Roy is a conman living in a small English town, about to pull off his final con. He is going to meet and woo a beautiful woman and slip away with her life savings. But who is the man behind the con?
What has he had to do to survive a life of lies?
And who has had to pay the price?
Nicholas Searle's The Good Liar has a lot of promise and a lot of potential; for a debut novel it succeeded more than it faltered. At times, though, it also feels quite cluttered and confusing as a narrative. The first half of the novel really was an uneven experience with the lack of connection and the frequent flashbacks, but the last half helps to rectify the earlier missteps into a more cohesive story.

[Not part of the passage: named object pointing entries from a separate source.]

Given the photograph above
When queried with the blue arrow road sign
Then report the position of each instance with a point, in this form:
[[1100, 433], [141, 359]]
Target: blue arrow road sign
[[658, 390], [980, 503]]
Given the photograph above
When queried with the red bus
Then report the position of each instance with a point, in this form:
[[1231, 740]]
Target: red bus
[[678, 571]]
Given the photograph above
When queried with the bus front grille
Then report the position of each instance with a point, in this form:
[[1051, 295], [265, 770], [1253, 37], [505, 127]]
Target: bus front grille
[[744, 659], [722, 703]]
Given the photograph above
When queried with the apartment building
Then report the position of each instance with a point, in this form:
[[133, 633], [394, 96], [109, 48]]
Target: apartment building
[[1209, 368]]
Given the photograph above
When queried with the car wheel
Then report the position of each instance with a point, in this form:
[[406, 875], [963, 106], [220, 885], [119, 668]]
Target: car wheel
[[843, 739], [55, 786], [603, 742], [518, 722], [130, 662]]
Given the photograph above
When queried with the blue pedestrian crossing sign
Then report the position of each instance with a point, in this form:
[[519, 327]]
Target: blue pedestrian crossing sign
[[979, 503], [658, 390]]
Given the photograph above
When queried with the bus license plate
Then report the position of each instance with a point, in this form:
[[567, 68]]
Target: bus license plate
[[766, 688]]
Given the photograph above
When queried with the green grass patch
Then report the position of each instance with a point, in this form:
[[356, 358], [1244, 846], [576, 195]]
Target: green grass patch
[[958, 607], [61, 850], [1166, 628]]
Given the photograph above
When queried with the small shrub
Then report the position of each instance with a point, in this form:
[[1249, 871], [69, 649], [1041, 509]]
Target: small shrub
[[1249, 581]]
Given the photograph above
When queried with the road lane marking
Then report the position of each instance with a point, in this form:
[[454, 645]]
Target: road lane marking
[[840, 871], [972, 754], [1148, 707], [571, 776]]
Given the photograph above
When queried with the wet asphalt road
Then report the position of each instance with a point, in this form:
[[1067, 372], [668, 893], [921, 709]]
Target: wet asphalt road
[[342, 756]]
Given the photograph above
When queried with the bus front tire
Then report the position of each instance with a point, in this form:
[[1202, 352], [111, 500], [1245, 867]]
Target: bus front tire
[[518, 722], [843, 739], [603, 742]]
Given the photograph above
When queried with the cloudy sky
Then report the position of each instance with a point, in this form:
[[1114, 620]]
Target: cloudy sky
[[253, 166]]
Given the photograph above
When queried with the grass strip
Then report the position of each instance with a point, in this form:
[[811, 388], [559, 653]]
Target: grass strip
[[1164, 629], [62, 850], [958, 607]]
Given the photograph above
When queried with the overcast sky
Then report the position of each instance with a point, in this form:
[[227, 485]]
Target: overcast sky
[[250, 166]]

One thing The Good Liar does really well at is establishing a real sense of suspense and distrust. From the beginning of the book it is obvious there's more to what's going on than what it seems on the surface. It can be a bit frustrating to wait so long and through so much detail before piecing the elements together, and that fact made it hard for me to really care about the characters, whether in the past or in the present.
I have to admit that the twist was pretty well done, but the end of the novel felt a little short. It wasn't a terrible ending, but it lacked the feeling and resolution the story needed. The Good Liar ends better than it started but it just lacked an emotional core and that made it hard for me to invest. I can appreciate the narrative sleight of hand though; it also does feel like a novel told in reverse.